André looked at her for a moment, then shrugged his shoulders.

“It’s no secret now. Last summer he argued vehemently for the army to move with all possible haste to relieve Burgoyne. General Howe, instead, ruled that we take Philadelphia and that Burgoyne could take care of himself. He did allow Clinton to venture with a small force up the Hudson, but by then it was too late. Burgoyne was cut off and Clinton was forced to turn back in frustration.”

André looked into his now empty glass and then refilled it.

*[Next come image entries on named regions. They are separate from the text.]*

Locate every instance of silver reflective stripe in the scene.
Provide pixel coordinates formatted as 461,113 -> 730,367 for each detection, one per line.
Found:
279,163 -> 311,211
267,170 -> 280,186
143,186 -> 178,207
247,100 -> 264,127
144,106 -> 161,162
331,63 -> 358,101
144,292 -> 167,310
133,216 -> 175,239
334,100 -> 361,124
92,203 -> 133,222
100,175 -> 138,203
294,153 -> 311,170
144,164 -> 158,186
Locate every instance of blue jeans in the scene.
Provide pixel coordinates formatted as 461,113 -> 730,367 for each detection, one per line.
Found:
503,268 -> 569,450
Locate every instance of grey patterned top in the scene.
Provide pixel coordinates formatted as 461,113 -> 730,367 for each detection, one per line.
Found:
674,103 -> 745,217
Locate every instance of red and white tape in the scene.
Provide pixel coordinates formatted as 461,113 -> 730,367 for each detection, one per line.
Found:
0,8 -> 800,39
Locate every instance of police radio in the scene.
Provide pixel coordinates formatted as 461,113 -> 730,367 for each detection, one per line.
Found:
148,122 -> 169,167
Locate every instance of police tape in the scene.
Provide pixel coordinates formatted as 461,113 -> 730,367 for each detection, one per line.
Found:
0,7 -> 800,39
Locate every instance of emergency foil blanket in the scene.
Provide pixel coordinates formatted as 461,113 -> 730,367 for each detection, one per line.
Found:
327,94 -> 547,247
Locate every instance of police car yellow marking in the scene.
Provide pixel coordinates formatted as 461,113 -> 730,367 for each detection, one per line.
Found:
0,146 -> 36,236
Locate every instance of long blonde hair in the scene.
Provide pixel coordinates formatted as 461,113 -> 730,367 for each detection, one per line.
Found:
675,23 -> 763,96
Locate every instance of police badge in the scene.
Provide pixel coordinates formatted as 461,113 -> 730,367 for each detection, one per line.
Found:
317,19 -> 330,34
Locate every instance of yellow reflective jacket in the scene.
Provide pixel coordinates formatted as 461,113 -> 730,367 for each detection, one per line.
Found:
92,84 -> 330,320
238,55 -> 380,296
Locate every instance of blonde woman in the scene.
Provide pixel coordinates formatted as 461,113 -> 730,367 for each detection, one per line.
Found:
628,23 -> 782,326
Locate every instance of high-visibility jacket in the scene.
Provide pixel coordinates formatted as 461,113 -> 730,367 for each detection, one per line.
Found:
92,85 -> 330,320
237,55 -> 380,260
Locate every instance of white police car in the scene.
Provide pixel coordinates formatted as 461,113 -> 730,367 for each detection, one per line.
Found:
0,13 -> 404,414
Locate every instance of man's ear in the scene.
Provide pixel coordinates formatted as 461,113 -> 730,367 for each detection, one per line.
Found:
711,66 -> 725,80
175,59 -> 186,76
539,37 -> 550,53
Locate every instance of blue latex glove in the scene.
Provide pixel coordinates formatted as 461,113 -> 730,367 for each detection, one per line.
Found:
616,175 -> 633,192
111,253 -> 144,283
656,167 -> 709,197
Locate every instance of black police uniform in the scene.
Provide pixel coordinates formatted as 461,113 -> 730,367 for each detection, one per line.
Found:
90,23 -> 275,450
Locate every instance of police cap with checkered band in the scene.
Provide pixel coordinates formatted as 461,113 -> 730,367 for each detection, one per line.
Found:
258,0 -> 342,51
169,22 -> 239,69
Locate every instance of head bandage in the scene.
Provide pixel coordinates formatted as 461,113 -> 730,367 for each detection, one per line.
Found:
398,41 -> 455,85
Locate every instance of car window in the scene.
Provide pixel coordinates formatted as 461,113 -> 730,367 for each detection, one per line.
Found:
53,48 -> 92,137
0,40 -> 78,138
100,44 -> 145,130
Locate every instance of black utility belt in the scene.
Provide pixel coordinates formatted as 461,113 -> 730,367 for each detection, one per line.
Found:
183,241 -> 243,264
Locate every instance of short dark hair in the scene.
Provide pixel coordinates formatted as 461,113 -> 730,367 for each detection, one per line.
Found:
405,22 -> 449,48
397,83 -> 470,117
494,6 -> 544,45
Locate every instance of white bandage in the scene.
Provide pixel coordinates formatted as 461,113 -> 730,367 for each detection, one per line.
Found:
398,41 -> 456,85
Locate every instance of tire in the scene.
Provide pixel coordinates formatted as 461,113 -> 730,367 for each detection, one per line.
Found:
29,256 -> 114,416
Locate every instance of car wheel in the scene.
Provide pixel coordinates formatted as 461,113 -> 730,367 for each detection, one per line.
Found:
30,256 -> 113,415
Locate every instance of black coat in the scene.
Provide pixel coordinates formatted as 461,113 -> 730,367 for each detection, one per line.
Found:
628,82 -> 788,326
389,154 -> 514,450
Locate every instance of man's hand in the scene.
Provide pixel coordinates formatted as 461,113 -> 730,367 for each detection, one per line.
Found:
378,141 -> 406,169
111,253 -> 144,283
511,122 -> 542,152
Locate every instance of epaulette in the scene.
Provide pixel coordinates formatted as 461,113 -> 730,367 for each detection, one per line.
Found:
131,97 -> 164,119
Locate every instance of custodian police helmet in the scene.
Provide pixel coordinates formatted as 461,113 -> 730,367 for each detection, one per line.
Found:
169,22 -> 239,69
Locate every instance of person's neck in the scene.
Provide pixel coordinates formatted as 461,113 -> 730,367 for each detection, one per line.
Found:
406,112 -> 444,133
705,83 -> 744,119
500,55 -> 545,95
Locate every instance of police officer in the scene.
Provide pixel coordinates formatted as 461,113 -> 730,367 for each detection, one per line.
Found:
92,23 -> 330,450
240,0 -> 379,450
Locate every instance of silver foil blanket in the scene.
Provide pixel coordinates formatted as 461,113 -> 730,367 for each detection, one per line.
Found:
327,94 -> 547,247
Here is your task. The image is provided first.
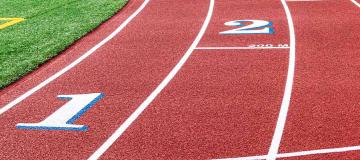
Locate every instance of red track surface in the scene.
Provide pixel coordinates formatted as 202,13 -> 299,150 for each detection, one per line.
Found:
0,0 -> 360,160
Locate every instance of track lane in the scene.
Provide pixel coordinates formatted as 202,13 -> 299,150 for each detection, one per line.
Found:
280,1 -> 360,159
98,1 -> 289,159
0,0 -> 207,159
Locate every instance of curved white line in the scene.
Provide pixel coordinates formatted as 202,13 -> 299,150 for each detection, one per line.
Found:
350,0 -> 360,8
266,0 -> 296,160
89,0 -> 214,160
214,146 -> 360,160
0,0 -> 149,115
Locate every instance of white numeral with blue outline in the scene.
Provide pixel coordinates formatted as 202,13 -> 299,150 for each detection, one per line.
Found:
16,93 -> 104,131
220,20 -> 274,34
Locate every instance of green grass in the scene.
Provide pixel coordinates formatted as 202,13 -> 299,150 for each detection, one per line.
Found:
0,0 -> 127,88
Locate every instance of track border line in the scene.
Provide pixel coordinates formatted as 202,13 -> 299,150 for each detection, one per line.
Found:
0,0 -> 149,116
214,146 -> 360,160
88,0 -> 215,160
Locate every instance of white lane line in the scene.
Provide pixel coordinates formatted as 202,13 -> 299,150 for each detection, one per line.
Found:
212,146 -> 360,160
196,47 -> 290,50
266,0 -> 296,160
0,0 -> 149,115
89,0 -> 214,160
286,0 -> 322,2
350,0 -> 360,8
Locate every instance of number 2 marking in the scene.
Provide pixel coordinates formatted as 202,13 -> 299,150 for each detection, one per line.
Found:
16,93 -> 104,131
220,20 -> 274,35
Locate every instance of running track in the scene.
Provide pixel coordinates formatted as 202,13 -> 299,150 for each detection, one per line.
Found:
0,0 -> 360,160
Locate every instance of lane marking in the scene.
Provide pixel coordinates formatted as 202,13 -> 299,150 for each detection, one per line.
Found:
212,146 -> 360,160
195,47 -> 290,50
350,0 -> 360,8
286,0 -> 322,2
266,0 -> 296,160
0,0 -> 149,115
89,0 -> 214,160
0,18 -> 25,30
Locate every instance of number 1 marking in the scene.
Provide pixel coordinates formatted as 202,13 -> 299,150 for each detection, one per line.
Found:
16,93 -> 104,131
220,20 -> 274,35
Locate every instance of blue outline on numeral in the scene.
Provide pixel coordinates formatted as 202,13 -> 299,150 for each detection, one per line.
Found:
220,20 -> 275,35
16,93 -> 105,131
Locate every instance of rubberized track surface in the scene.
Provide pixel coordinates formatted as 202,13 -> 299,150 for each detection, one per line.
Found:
0,0 -> 360,160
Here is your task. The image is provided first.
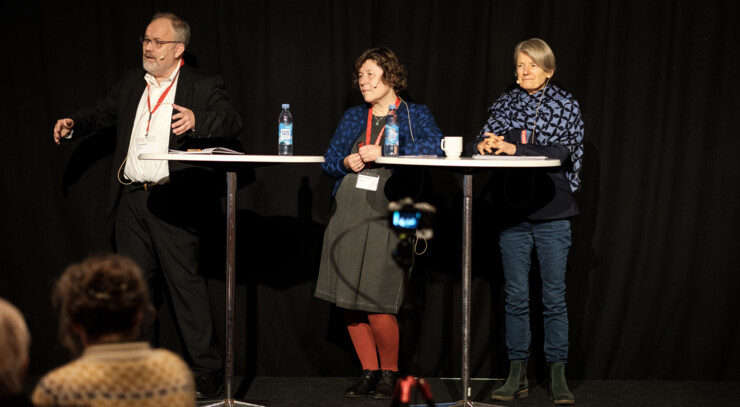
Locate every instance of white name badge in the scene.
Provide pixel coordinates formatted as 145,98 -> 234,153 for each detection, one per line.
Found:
355,174 -> 380,191
136,137 -> 161,154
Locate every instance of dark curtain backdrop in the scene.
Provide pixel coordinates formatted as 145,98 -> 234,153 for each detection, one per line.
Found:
0,0 -> 740,380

“And what do you think Howe should have done?” Elizabeth ventured.

André looked at her and forced a smile.

“A proper officer never questions his superiors,” he replied, a bit of a chill in his voice.

“Maybe at times you should,” Elizabeth replied, and Allen looked over at her with surprise.

“Yet again, Miss Elizabeth, your spirit strikes me as rebellious,” André announced.

“And if I am?”

He smiled.

“Your secret is safe with me, as I am certain it is with Miss Peggy.”

“I have said nothing against the king or those who serve him,” she replied coolly, and André, ever the gentleman, nodded to her.

“Even if you had, your secret is safe with me, though I daresay that if you wish to continue to associate with our good Lieutenant van Dorn you should be cognizant of his career.”

She looked at Allen, blushed, and then lowered her head in acknowledgment.

“Van Dorn and Clinton do have something in common,” André offered.